We agree with NetChoice that the DPIA report requirement, codified at §§ 1798.99.31(a)(1)–(2) of the California Civil Code, triggers review under the First Amendment. First, the DPIA report requirement clearly compels speech by requiring covered businesses to opine on potential harm to children. It is well-established that the First Amendment protects “the right to refrain from speaking at all.”

California argued that because the DPIA reports are not public, it’s not compelled speech, but the Court (rightly) says that’s… not a thing:

The State makes much of the fact that the DPIA reports are not public documents and retain their confidential and privileged status even after being disclosed to the State, but the State provides no authority to explain why that fact would render the First Amendment wholly inapplicable to the requirement that businesses create them in the first place. On the contrary, the Supreme Court has recognized the First Amendment may apply even when the compelled speech need only be disclosed to the government. See Ams. for Prosperity Found. v. Bonta, 594 U.S. 595, 616 (2021). Accordingly, the district court did not err in concluding that the DPIA report requirement triggers First Amendment scrutiny because it compels protected speech.

More importantly, though, the Court recognizes that the entire underlying purpose of the DPIA system is to encourage websites to remove First Amendment-protected content:

Second, the DPIA report requirement invites First Amendment scrutiny because it deputizes covered businesses into serving as censors for the State. The Supreme Court has previously applied First Amendment scrutiny to laws that deputize private actors into determining whether material is suitable for kids. See Interstate Cir., Inc. v. City of Dallas, 390 U.S. 676, 678, 684 (1968) (recognizing that a film exhibitor’s First Amendment rights were implicated by a law requiring it to inform the government whether films were “suitable” for children). Moreover, the Supreme Court recently affirmed “that laws curtailing [] editorial choices [by online platforms] must meet the First Amendment’s requirements.” Moody, 144 S. Ct. at 2393.

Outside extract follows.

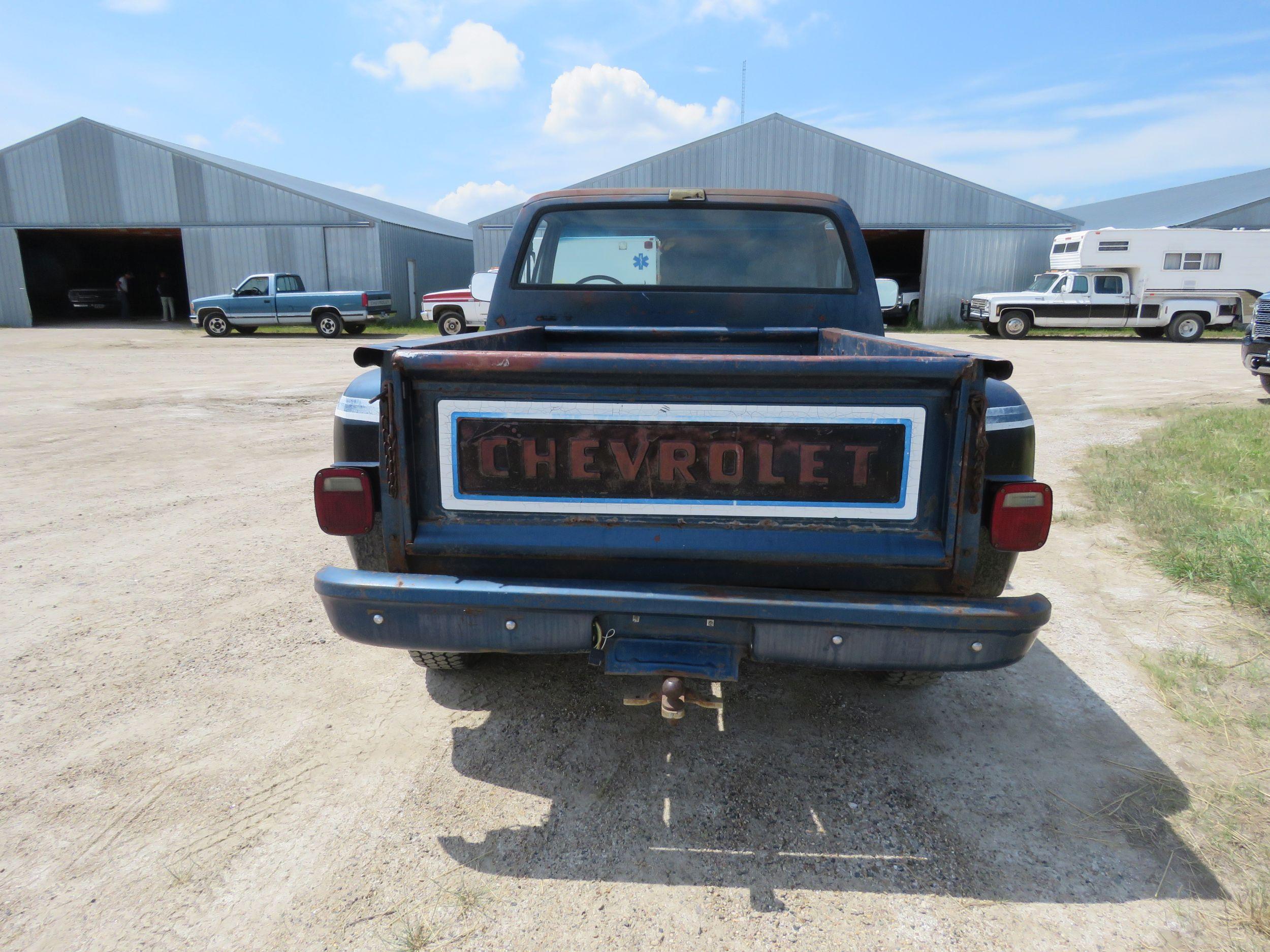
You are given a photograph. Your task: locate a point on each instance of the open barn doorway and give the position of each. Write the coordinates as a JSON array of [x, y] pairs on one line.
[[70, 273], [897, 253]]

The state’s argument that this analysis is unrelated to the underlying content is easily dismissed:

At oral argument, the State suggested companies could analyze the risk that children would be exposed to harmful or potentially harmful material without opining on what material is potentially harmful to children. However, a business cannot assess the likelihood that a child will be exposed to harmful or potentially harmful materials on its platform without first determining what constitutes harmful or potentially harmful material. To take the State’s own example, data profiling may cause a student who conducts research for a school project about eating disorders to see additional content about eating disorders. Unless the business assesses whether that additional content is “harmful or potentially harmful” to children (and thus opines on what sort of eating disorder content is harmful), it cannot determine whether that additional content poses a “risk of material detriment to children” under the CAADCA. Nor can a business take steps to “mitigate” the risk that children will view harmful or potentially harmful content if it has not identified what content should be blocked.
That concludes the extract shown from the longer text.